Answer
$(a)$ $m = \frac{4}{3}$
$(b)$ $y = -\frac{3}{4}x+\frac{25}{4}$
$(c)$ $m_{x} = \frac{\sqrt {25-x^2}-4}{x-3}$
$(d)$ $\lim\limits_{x \to 3}m_{x}=-\frac{3}{4}$, which is the same as the slope of the tangent line found in $(b)$.
Work Step by Step
$(a)$ $m = \frac{y_{2}-y_{1}}{x_{2}-x_{1}} = \frac{0-4}{0-3} = \frac{4}{3}$
$(b)$
Perpendicular means slope is -$\frac{1}{m}=-\frac{3}{4}$
$y_{2}-y_{1}=m(x_{2}-x_{1})$
$y-4 = -\frac{3}{4}(x-3)$
$y = -\frac{3}{4}(x-3)+4$
$y = -\frac{3}{4}x+\frac{25}{4}$
$(c)$
From $x^2+y^2=25$, $y = \sqrt {25-x^2}$ (The slope is negative because the tangent line in the first quadrant will be decreasing.)
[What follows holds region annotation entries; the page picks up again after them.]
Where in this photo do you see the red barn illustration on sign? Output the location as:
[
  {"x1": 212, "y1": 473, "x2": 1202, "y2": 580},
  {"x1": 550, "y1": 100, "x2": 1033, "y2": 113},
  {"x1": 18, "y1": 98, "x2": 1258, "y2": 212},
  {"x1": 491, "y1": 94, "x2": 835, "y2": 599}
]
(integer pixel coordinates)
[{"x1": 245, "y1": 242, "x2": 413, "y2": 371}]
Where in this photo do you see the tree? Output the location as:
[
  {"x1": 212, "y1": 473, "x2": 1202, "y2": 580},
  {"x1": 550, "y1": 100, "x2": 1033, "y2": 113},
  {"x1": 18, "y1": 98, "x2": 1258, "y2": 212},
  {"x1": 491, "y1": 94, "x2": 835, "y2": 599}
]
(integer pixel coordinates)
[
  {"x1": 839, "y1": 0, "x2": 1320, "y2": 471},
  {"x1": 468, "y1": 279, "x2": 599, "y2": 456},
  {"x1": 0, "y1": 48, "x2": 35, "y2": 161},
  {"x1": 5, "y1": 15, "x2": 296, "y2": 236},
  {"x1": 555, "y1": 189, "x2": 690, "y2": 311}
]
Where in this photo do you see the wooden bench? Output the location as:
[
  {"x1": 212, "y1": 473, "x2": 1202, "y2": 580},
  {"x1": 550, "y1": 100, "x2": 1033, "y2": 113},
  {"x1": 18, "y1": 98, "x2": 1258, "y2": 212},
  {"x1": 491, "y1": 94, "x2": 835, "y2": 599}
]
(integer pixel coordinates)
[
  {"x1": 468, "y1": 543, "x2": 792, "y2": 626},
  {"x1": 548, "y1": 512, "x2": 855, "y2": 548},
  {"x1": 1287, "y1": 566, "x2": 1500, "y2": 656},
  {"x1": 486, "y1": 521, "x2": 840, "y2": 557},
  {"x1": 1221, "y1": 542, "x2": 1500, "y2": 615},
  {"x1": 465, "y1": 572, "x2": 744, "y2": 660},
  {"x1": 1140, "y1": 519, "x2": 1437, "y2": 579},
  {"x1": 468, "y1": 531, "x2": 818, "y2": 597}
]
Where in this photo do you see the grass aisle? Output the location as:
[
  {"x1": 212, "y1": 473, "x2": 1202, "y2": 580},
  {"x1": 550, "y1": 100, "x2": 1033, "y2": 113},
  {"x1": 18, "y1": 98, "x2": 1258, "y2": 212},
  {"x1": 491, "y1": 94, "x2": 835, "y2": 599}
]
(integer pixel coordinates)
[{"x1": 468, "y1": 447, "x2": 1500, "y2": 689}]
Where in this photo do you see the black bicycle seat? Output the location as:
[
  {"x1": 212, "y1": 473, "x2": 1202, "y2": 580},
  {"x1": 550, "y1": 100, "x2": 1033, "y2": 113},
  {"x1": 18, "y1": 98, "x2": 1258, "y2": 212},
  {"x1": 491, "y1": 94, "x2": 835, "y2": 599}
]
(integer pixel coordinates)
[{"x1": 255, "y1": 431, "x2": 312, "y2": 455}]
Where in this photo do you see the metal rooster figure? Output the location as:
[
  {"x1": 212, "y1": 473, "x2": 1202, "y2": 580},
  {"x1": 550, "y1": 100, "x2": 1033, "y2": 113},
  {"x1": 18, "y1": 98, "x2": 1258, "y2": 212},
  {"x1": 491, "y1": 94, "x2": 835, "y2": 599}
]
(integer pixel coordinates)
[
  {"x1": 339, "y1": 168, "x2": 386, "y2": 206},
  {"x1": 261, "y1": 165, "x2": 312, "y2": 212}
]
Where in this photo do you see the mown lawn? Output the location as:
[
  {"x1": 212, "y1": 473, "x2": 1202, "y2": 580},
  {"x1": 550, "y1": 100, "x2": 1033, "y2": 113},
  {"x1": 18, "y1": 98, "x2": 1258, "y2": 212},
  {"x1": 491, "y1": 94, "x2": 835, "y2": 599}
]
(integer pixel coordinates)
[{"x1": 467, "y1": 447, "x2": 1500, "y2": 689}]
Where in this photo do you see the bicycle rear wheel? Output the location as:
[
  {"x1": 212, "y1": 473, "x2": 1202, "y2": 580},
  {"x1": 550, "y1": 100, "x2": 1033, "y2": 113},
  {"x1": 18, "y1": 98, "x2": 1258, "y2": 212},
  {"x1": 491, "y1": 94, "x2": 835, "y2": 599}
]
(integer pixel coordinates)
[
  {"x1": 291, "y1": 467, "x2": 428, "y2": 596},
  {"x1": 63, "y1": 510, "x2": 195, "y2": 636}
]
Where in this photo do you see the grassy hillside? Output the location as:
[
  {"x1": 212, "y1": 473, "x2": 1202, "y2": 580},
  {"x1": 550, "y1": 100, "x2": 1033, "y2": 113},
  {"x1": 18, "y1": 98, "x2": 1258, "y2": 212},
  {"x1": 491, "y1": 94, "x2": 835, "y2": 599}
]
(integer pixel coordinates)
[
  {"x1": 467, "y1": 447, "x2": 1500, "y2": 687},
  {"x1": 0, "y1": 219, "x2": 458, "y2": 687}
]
$m_{x} = \frac{y_{2}-y_{1}}{x_{2}-x_{1}}$
$m_{x} = \frac{\sqrt {25-x^2}-4}{x-3}$
$(d)$
Use L'Hopitals to get:-$\frac{1}{2}(25-x^2)^{-1/2}(-2x)$
Plug in $x=3$: -$\frac{1}{2}(25-3^2)^{-1/2}(-2(3))=-\frac{3}{4}$
$\lim\limits_{x \to 3}m_{x}=-\frac{3}{4}$, which is the same as the slope of the tangent line found in $(b)$.